To facilitate the construction, the bleachers of the Roman Theater are built in a semicircle on the side of the Saint-Eutrope hill. They can accommodate 10,000 spectators and are served by radiant stairs. In the center of the bleachers stands the orchestra, which hosted the choirs of the tragedies.

An incredibly well-preserved Roman theater

The Roman Theater in Orange is the best preserved in all of Europe. Thanks to the hard work of the architects of the Historical Monuments and their research, it has been reliably restored to its former splendor.

The 37-meter high stage wall has been completely preserved. Excavations carried out in 1931 led to the discovery, under the stage, of some of the 76 columns that once adorned the wall and the entablatures. The finds have been put back in their place in order to partially restore its original appearance.

A glass roof had to be built over the stage wall to protect it from bad weather. This very modern roof, which was the result of the reflection of several scientists and archaeologists, was very complex to put in place because of the stones which, weakened during the fire that took place in the 4th century, could no longer support a structure similar to those of the Roman period. The advantage of this structure is that it does not distort the acoustics of the Roman Theater and integrates stage equipment dedicated to shows.

A performance venue

The Chorégies d’Orange, which began in 1869, is the oldest festival in France. Over the decades, this event has managed to retain all its charm and originality. The acoustics of the Roman Theater of the “Cité des Princes” is exceptional thanks to its stage wall. It has enabled this classical music and operafestival to make a name for itself. The greatest operas, performed by famous opera singers, are played during the Chorégies d’Orange which enjoy an international reputation.

Prepare your visit

The Roman Theater of Orange can be visited 365 days a year:

  • January, February, November, December: from 9:30 a.m. to 4:30 p.m.
  • March, October: from 9:30 a.m. to 5:30 p.m.
  • April, May, September: from 9:00 a.m. to 6:00 p.m.
  • June, July, August: from 9:00 a.m. to 7:00 p.m.

The opening schedules are subject to change according to the seasons and the events organized.

Audio guides are available for free at the Roman Theater reception desk in French, English, Italian, German, Portuguese, Spanish, Dutch, Japanese, Chinese and Russian. They allow visitors to listen to commentaries on the architecture of the site and the history of performances of the period.

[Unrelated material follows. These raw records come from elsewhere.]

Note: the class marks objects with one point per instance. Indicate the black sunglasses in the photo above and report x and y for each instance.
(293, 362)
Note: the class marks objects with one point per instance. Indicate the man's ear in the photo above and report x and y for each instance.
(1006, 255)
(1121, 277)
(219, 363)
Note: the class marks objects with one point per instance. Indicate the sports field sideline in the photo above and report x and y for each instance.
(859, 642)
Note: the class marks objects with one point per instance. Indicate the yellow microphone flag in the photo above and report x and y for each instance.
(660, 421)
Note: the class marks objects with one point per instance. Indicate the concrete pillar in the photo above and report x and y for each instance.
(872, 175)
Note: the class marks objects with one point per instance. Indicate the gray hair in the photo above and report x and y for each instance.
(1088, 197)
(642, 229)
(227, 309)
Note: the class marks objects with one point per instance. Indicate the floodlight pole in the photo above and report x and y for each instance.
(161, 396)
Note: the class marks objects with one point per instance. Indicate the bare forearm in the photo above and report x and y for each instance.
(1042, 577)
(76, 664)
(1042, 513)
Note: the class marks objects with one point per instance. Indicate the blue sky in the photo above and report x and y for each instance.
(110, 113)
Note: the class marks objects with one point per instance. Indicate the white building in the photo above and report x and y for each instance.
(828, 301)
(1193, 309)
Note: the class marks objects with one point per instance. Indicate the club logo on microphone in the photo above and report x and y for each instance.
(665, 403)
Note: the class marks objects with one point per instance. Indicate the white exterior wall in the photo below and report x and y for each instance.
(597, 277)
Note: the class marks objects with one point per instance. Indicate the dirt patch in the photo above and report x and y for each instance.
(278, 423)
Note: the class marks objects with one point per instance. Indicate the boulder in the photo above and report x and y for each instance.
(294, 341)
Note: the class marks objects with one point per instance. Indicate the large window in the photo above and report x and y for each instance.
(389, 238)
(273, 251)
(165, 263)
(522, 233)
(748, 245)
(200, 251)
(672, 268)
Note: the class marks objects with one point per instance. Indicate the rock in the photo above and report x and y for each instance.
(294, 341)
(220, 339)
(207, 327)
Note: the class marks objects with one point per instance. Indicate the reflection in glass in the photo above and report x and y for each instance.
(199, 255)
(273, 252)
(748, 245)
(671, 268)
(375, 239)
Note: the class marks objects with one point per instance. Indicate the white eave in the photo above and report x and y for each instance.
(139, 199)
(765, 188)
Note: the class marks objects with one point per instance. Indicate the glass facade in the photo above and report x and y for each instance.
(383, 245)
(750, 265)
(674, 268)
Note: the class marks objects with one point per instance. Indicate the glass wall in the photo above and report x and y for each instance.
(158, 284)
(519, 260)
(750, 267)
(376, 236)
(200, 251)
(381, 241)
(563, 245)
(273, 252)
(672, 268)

An application has also been created so that the public can benefit from additional explanations about the Theater and Museum of Orange, located across the street.

Guided tours are organized, and a virtual tour allows the public to discover the premises as they were in 36 BC.

Booklets, created by the Culturespaces foundation, are offered to children aged 7 to 12 so that they can discover this historic site while having fun.